It’s common knowledge that signatures are outdated. We’re well aware that lots of other types of technology have made their way into workstation security in recent years and we have known it. We come across performance problems, we’re not able to work without the internet and in practice it turns out that protection isn’t good enough after all. We increasingly want to provide devices other than workstations or servers with some form of security too, but connection to the internet is sometimes out of the question.

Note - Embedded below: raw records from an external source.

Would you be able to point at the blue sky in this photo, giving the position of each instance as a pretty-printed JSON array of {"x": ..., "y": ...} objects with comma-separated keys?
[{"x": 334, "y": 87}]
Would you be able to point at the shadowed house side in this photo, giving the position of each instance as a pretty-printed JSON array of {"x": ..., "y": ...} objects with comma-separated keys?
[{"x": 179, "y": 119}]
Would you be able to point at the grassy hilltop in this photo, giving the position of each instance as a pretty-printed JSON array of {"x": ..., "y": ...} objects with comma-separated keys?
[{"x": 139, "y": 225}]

Today, terms such as artificial intelligence, machine learning or deep learning are bandied around. It’s so bad, that apparently everyone uses it, but nobody knows what it really means. Nevertheless, there are some effective applications based on this technology, and therefore able to make predictions about what something will look like in the future. This sounds a bit sensational, but in terms of endpoint security it means that with a current software version will allow you to recognise a type of ransomware that will only appear in a few months’ time, for example.

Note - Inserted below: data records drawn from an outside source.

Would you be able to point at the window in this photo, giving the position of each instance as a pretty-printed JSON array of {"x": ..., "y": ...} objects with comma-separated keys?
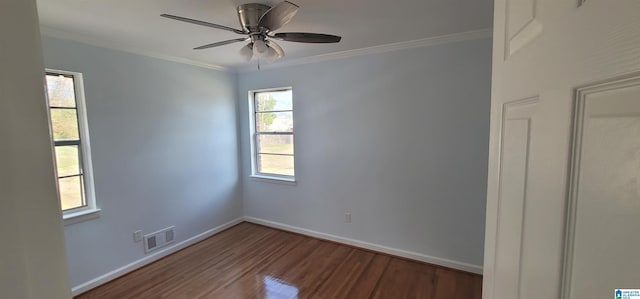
[
  {"x": 272, "y": 133},
  {"x": 65, "y": 99}
]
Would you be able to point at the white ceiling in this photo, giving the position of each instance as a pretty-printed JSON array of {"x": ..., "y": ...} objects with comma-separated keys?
[{"x": 136, "y": 25}]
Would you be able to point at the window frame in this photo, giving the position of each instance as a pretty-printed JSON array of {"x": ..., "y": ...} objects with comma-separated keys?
[
  {"x": 255, "y": 135},
  {"x": 90, "y": 210}
]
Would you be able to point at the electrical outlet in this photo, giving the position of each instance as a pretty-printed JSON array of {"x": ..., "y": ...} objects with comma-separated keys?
[
  {"x": 137, "y": 236},
  {"x": 347, "y": 217}
]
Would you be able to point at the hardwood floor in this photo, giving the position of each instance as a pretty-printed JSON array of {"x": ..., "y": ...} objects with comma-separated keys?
[{"x": 253, "y": 261}]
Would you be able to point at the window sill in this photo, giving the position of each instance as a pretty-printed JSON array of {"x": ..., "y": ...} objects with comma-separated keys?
[
  {"x": 273, "y": 179},
  {"x": 80, "y": 216}
]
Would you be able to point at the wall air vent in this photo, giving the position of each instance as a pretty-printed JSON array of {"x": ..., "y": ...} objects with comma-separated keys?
[{"x": 158, "y": 239}]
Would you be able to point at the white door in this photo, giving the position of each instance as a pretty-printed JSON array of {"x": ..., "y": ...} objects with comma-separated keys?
[{"x": 563, "y": 202}]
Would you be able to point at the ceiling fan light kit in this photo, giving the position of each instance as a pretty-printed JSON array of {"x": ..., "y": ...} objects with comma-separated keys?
[{"x": 258, "y": 23}]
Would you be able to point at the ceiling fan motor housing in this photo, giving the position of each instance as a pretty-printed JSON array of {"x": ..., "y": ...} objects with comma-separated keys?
[{"x": 249, "y": 15}]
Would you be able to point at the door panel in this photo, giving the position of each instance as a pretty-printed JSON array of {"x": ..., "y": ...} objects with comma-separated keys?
[
  {"x": 511, "y": 210},
  {"x": 605, "y": 194}
]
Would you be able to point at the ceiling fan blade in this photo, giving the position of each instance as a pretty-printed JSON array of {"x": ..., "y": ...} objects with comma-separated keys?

Let’s face it, no one will claim that they can detect 100% of malware, which is why it’s important that we go a step further. On the one hand we can inhibit the behaviour of a process in our network, even if apparently innocent, because it’s not used anyway, and on the other hand we can trace what has happened. Look at, for example, DNS searches or network connections. By mapping these things, we can trace the consequences of an attack (ransomware or hacking) and measure the damage. Even if no damage has been done, we can map this. The keyphrase here is endpoint detection and response (EDR).

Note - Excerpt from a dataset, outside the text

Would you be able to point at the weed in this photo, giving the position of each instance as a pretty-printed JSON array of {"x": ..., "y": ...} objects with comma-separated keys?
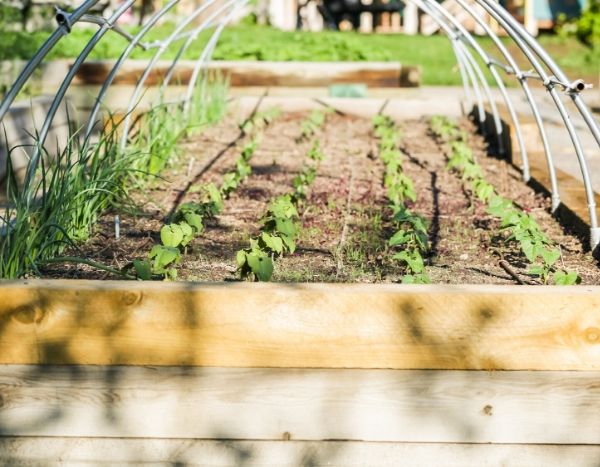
[
  {"x": 533, "y": 243},
  {"x": 411, "y": 229}
]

If someone else works on our device, it can be recognised and we can “lock” the computer. On a smartphone, this is slightly more specific; we only close the business part and encrypt the data until the correct user has logged in again. This allows you to let other people use the smartphone, such as children or partners who use the same device, without putting your company data at risk. A person is recognised by learning how someone swipes, moves the mouse, uses the keyboard, etc.